かくして我ら将棋部員は白樺しらかばあんずちゃんの自宅を訪問することとなる。

5人目の幽霊部員を年度末最後の大会へと駆り出すために。




☗☖☗☖☗☖☗☖☗☖☗☖☗☖☗☖☗☖☗☖☗☖☗☖

「ひえぇえぇぇえぇ・・・」

スマホ画面に表示された文面を読み、あんずは悲鳴にも似た呻き声を漏らす。

祈りにも似た気持ちで何度も読む。けれど内容は変わらない。幾度となく更新を掛ける。けれどその言葉を否定する文章はやって来ない。

「うち、うち、うち?に来るって書いてある?なんで?私悪いことした?うぅうぅ、心あたりしかないぃ・・・」

あんずは知っている。部活の同級生と遊ぶことは一般的な高校生の模範的な休日の過ごし方であることを。だからこのイベントに対して極端に恐れる必要もないことも。

あんずは分かっている。けれどもそれは一般的な高校生に適用される話であって、月イチペースで人が少ない時を狙ってこっそり部室に出没するような、そんな一般から大きく外れた日陰者に対しても同様のイベントとはなり得ないのだと。

きっと怒られる。彼らは部活動をサボり続けるあんずに怒っているのだ。だって3人も一気に来る。部長と副部長とみりんちゃん。


部長は凄く真面目な人で、生徒会とかそういうみんなを纏める系の陽の組織にも属している人で、それでいてあんずみたいな陰の者に対しての気遣いも出来る人で・・・怖い。あんずはあんずよりも出来た人間が怖い。

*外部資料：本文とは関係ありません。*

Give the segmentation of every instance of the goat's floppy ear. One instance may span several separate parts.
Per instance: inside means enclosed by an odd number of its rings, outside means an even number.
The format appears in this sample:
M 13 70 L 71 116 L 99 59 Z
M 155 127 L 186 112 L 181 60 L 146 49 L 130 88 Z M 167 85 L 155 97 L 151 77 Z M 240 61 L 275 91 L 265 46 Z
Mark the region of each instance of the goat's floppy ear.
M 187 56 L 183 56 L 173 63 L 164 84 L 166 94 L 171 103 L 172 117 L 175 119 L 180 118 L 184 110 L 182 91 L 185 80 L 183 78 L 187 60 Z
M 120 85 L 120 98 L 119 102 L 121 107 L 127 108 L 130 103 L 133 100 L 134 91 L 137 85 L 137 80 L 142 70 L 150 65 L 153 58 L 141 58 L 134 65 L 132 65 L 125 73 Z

副部長は凄く優しい人で、すぐ言葉に詰まるあんずともちゃんとお話しをしてくれる人で、たまに部室に来た時にも何も言わずただ受け入れてくれる人で・・・怖い。あんずはあんずみたいな奴に見返りもなく優しさを注げるような人間が怖い。

みりんちゃんは怖い。あんずは明るい人間は無条件で怖い。


「うちに来るなら・・・その日だけおうちから居なくなれば・・・?うん、うん。そう、そうだよね?けど・・・」


「お外は怖いぃぃ」


5人目の将棋部員白樺しらかばあんずは模範的引きこもり少女であった。